Now you want to chuckle, they are even using the BBC story that does not go into what happened to the British officer who disobeyed his orders, authorized by Solana....
Here is the list of talking points and they came from an AOL board... which incidentally are given from the Counterspin blog, so here is part, follow to link
HOW THE GOP WILL ATTACK CLARK: The campaign of rumor, innuendo and attacks against Wesley Clark will get extremely vicious. It will make the attacks on John McCain during the South Carolina GOP primary look tame in comparison.
For a rundown of the lines of attack, read this PeePer thread on Clark.
Among the attacks that will be launched on Clark are:
1) He's just a front for Hillary and Bill Clinton. Mostly, he will be portrayed
as Hillary's Presidential stalking horse. There will be rumors flying that he would entertain asking her to join the ticket as his VP.

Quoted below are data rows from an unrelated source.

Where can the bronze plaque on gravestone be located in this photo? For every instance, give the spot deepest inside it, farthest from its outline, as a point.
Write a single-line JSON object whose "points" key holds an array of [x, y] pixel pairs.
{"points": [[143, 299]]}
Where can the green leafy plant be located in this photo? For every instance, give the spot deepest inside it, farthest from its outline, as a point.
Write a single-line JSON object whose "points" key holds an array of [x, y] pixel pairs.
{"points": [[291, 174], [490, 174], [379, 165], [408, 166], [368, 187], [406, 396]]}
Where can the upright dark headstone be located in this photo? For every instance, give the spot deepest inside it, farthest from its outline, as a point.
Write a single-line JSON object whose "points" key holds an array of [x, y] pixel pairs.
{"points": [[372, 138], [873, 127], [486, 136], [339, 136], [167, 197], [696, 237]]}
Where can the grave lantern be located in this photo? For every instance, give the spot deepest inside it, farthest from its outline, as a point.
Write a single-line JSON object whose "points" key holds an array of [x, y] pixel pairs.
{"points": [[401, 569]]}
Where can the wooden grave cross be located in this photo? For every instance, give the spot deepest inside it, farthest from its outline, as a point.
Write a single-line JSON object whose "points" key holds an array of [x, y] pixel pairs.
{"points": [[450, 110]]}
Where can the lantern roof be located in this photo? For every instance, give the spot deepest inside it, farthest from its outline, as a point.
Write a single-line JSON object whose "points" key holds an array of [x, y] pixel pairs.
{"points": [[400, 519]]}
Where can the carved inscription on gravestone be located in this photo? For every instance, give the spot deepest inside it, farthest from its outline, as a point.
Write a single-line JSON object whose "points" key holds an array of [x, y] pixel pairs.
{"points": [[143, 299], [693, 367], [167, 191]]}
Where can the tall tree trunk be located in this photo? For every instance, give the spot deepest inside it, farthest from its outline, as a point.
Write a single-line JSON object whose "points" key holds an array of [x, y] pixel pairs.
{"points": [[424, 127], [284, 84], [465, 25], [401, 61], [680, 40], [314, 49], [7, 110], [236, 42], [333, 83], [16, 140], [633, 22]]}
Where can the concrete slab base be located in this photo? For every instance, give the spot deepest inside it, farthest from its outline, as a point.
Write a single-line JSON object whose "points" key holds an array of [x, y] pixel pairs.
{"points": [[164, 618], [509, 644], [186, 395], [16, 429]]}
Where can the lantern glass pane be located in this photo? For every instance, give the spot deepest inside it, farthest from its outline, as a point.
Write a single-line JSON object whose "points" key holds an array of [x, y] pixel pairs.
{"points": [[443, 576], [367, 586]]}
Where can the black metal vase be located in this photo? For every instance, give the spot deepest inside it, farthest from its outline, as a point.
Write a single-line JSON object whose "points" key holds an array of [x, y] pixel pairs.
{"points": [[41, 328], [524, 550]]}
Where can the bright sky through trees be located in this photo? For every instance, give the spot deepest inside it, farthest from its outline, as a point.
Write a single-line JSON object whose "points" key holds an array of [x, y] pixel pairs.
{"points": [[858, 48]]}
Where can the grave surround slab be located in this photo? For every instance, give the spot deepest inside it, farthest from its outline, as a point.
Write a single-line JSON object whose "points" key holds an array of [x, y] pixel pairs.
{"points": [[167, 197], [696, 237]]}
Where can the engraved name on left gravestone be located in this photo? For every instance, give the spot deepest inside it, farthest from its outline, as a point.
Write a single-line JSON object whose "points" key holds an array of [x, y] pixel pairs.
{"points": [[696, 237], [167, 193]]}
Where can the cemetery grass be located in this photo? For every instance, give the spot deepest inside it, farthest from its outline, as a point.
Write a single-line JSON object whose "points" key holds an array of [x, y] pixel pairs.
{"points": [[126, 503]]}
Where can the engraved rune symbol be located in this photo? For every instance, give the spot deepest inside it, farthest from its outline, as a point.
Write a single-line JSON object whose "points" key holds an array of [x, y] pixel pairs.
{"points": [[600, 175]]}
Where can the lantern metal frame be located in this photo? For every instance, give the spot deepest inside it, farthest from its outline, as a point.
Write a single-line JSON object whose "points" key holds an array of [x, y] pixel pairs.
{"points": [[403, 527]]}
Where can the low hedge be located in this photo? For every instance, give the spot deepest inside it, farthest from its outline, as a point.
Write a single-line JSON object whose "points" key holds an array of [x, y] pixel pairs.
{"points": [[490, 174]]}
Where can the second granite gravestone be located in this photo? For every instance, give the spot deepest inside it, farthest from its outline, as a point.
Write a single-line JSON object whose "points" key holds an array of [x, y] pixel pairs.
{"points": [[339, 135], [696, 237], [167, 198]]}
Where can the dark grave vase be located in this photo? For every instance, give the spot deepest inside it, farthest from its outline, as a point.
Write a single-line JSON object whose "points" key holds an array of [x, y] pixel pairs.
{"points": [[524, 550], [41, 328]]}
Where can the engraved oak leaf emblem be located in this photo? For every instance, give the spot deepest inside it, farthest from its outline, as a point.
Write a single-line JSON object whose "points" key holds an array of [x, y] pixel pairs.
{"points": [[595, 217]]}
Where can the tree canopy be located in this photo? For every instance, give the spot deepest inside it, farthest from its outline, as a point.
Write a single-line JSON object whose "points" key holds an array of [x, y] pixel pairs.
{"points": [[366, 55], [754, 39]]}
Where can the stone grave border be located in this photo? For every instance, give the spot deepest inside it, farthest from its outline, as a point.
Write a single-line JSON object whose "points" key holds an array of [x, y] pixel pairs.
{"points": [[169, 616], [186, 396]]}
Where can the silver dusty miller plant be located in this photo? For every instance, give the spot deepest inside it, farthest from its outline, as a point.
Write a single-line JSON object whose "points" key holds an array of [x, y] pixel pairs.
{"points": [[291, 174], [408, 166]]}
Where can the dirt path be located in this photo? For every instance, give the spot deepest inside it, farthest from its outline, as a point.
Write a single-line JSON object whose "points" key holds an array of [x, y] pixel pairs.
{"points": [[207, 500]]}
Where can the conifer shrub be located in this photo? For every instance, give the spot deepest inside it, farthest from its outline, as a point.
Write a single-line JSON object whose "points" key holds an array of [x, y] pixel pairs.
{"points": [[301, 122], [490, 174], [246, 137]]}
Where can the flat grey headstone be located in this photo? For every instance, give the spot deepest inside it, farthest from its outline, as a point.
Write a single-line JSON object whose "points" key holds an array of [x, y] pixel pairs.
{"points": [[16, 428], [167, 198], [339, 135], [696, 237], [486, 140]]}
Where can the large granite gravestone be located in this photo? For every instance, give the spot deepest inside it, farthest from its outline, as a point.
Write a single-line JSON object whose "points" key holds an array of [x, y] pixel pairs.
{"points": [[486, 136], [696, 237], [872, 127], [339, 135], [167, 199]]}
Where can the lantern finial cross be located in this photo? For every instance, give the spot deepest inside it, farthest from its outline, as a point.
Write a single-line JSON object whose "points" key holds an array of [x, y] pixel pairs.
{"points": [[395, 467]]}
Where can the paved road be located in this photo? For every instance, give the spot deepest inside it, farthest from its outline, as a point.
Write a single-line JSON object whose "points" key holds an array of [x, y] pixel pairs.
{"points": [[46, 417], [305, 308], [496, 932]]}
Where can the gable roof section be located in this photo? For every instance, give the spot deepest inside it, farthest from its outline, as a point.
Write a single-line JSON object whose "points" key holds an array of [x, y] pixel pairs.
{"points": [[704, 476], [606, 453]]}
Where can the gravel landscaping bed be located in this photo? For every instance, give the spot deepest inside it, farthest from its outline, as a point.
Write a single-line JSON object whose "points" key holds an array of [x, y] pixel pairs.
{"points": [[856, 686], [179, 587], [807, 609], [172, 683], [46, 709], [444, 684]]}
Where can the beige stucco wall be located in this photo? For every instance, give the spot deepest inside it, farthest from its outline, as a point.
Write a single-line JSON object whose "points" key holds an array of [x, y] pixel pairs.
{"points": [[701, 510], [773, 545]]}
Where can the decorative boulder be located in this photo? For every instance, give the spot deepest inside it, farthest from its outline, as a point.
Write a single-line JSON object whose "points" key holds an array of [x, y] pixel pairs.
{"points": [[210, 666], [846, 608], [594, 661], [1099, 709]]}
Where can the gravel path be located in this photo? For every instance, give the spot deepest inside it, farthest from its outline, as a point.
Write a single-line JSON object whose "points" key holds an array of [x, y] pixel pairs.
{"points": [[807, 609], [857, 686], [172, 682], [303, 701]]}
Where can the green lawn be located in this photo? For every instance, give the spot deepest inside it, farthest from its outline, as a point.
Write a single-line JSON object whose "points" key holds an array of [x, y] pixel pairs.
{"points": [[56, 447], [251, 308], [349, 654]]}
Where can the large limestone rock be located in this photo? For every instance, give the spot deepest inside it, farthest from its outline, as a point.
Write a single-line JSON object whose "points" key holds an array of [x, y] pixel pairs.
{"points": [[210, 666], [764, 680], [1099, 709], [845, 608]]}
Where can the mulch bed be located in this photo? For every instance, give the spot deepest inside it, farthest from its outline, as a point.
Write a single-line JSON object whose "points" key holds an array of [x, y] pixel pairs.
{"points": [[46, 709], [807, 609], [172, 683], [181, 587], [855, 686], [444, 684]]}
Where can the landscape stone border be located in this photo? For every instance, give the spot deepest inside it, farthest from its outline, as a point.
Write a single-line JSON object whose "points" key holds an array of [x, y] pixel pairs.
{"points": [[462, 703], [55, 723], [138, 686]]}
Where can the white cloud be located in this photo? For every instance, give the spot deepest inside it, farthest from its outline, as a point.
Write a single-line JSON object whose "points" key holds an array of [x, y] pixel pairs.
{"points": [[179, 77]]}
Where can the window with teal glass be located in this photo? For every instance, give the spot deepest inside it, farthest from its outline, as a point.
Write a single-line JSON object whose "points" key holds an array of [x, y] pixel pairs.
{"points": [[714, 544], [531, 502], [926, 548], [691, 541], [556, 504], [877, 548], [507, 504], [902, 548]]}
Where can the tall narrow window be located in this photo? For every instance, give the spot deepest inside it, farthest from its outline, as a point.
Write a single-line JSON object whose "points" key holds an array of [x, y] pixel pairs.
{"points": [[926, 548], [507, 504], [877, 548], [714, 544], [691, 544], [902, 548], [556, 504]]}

2) He's an unstable hothead who "almost started World War III." This line of attack has already been raised, ironically, by Katrina Vanden Heuvel on the pages of The Nation. That incident was less aggressive and hotheaded than it seemed. From the Washington Post:
"When the NATO allies realized, late on June 11, <1999> that the Russians were moving men toward Pristina, Gen. Wesley K. Clark, the NATO commander, speedily devised a plan to deploy NATO troops by helicopter to the Pristina airport, creating the possibility for the first NATO-Russia confrontation since the end of the Cold War. But British Gen. Michael Jackson, head of the peacekeeping force, argued that such a move would upset the delicate arrangements he had negotiated with Yugoslav officers on their withdrawal from Kosovo, and Clark's plan was dropped."
In context, it's explainable. Read the Post article about the Russian plan to deploy over 1000 troops into Kosovo to stake out a Russian Zone of influence, and to preempt NATO. Later, it turns out, British troops DID confront the Russians at the airport:
"A top British military official tried angry words and body language, but failed Sunday to persuade Russian soldiers to allow British troops to enter the airport in the capital of Kosovo.
Control of the Pristina airport has become an unexpectedly tense issue since early Saturday, when Russian troops moved into the city ahead of British peacekeepers. The Russians settled at the airport, which was supposed be the headquarters for the international peacekeeping operation.
Russia had been expected to take part in the Kosovo peacekeeping operation, but its role and commander have been the subject of delicate discussion.
On Sunday, a Russian armored personnel carrier blocked the road to the airport as a British contingent of 17 vehicles and about 50 soldiers arrived Sunday.
British Brigadier Adrian Freer, the commander of the units that led the way into Kosovo early Saturday, launched into a tirade at the Russians.